Lately, I have posted a little treatise regarding the truth behind the myth of the irregular word-length distribution along the line.
I had developed the theory that the first word in each line has to be longer than average due to word-wrap effects which happen automatically. Such a higher-than-average word length shows up in the VM, but to my dismay I was unable to consistently verify the existance of such an effect in natural language text, namely Mark Twain’s “Tom Sawyer”, which I had used for a reference, failed to exhibit it.
Ger Hungerink then pointed out to me that he had had the same idea before independently from me, he had tested it like I had on “Tom Sawyer” (What is it with that book?), and he did find the first-word effect where I had failed to find any.
Now, this obviously is a bit confusing — two people doing statistics on the same raw data ought to achieve at least vaguely the same results, one would think.
It turned out that the main difference was that while I had retained the complete text, Ger had removed the dialogue from it. I had at first worried about the legitimacy of this step, but became convinced that a) the VM with a high degree of probability is prose rather than dialogue, and b) dialogue will exhibit way more interjections, incomplete sentences, and also in other ways differ from regular text.
Now I did the same as Ger had done, and the result is below:
What you see is the distribution of the average word-length across the line, once for “Tom Sawyer” with dialogue (blue line), and once without it (red line).*) It is immediately obvious that while the dialogue-laden text (blue) starts with a shorter-than-average first word (4.32 chars), the dialogue-less text (red) starts with 4.72 chars as the average for the first word. The blue line then rises, while the red line drops, meaning that both distributions begin to approach each other. (The dialogue-laden text still retains shorter words overall, probably simply because spoken language tends to use phrases like “Hypertrophoid disperambulations paraphernalialize perseverant antagonists” less often than “Oi, Joe, get up!”.)
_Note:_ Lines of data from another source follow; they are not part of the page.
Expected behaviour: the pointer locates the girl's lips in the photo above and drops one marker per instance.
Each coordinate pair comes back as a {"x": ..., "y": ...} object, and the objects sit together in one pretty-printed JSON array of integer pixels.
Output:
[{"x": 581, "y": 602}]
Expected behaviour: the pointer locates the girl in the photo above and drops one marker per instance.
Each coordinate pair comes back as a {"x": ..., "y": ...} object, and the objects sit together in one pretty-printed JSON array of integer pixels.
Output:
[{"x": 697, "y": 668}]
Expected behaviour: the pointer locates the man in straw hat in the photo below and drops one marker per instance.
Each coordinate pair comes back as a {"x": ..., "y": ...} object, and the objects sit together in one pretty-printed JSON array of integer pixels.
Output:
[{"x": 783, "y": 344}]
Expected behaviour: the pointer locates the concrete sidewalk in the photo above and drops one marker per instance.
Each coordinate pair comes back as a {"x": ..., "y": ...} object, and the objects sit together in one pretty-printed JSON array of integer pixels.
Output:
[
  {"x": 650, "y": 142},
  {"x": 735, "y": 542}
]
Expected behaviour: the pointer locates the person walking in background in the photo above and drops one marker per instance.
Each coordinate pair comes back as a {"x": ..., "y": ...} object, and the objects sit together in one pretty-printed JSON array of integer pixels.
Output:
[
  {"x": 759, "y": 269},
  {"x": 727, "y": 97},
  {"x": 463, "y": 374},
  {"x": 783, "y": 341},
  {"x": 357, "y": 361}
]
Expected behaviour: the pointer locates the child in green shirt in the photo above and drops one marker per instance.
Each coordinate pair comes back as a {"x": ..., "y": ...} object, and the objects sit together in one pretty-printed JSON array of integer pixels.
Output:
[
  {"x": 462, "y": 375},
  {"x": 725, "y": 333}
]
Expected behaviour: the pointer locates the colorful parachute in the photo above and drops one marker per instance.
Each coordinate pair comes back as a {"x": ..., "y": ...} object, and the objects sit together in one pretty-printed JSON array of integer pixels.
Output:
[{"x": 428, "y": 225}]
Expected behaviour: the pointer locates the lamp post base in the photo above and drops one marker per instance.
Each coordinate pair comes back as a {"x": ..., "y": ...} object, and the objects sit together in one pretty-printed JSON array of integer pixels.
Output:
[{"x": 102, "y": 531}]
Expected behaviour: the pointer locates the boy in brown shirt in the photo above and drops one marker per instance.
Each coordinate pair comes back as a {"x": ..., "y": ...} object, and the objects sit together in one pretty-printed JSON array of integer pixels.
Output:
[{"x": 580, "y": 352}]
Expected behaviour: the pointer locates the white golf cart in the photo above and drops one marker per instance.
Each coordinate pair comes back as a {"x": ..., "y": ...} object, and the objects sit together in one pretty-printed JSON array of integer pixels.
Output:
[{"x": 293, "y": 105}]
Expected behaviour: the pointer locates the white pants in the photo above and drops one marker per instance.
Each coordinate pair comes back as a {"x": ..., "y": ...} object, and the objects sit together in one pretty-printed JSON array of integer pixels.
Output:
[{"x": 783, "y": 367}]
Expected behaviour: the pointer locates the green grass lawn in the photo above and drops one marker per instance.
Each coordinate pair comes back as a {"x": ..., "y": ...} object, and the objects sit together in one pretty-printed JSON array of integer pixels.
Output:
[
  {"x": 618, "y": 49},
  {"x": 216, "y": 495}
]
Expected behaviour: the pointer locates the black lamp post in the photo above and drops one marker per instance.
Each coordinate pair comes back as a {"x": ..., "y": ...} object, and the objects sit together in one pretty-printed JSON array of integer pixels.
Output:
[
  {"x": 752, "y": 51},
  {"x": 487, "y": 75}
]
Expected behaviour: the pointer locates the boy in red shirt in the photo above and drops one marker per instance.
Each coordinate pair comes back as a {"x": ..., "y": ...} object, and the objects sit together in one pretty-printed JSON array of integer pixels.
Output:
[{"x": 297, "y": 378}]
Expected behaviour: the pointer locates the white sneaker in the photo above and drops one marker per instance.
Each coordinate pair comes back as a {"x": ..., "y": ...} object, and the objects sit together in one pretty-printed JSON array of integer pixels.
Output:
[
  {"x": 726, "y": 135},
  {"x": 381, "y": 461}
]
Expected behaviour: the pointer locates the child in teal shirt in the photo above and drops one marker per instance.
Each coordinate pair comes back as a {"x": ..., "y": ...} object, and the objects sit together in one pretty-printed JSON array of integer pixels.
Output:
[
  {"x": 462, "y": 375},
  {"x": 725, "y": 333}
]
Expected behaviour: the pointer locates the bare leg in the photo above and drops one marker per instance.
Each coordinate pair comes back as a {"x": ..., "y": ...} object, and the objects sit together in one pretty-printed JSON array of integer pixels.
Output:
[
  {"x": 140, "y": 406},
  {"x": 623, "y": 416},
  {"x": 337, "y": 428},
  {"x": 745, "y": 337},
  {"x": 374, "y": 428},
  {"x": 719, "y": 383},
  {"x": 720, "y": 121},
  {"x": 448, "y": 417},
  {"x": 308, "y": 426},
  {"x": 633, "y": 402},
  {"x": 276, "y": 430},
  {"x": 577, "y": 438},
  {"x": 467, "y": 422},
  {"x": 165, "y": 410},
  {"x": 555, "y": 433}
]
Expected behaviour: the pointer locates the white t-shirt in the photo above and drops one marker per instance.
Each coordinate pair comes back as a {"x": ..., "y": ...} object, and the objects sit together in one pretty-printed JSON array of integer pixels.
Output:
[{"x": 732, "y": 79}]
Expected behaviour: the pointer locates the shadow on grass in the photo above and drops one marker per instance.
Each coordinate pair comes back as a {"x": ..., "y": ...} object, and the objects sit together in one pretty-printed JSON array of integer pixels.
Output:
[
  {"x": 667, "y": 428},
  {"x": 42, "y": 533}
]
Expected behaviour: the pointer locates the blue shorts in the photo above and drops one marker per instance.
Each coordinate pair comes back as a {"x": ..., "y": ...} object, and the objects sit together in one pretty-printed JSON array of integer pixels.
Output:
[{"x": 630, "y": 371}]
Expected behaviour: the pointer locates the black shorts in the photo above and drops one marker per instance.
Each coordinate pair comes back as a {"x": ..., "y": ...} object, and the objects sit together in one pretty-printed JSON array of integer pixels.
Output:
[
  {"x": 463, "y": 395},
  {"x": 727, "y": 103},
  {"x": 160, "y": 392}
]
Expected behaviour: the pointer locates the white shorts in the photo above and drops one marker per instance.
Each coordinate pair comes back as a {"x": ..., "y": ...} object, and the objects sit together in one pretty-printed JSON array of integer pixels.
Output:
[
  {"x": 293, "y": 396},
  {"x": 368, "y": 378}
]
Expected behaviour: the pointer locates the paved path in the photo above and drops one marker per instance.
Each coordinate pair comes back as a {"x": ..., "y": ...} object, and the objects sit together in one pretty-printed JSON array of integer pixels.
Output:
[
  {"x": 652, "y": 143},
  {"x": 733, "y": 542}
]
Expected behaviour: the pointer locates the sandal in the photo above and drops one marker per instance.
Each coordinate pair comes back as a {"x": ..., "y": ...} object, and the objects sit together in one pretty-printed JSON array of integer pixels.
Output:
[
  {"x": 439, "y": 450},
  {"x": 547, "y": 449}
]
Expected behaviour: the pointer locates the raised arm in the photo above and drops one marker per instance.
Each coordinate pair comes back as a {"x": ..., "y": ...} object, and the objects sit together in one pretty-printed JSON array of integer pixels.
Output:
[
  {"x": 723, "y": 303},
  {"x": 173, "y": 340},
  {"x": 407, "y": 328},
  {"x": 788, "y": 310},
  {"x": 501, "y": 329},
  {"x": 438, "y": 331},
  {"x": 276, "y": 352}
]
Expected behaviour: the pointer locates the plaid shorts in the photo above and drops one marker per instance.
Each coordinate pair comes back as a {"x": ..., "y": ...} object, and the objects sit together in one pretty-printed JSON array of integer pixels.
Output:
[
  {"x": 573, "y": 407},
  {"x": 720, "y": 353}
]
In other words, once we concentrate on prose, the first-word peak in the word-length, as predicted in the paper, is found on natural language texts, as well as the overall droop of the word length towards the end of the line. That the effect is found in the VM as well can now be explained as a natural consequence, rather than as an artefact of a particular enciphering scheme. This leaves the second-word length dip, as it is observed in the VM, as the major unexplained phenomenon.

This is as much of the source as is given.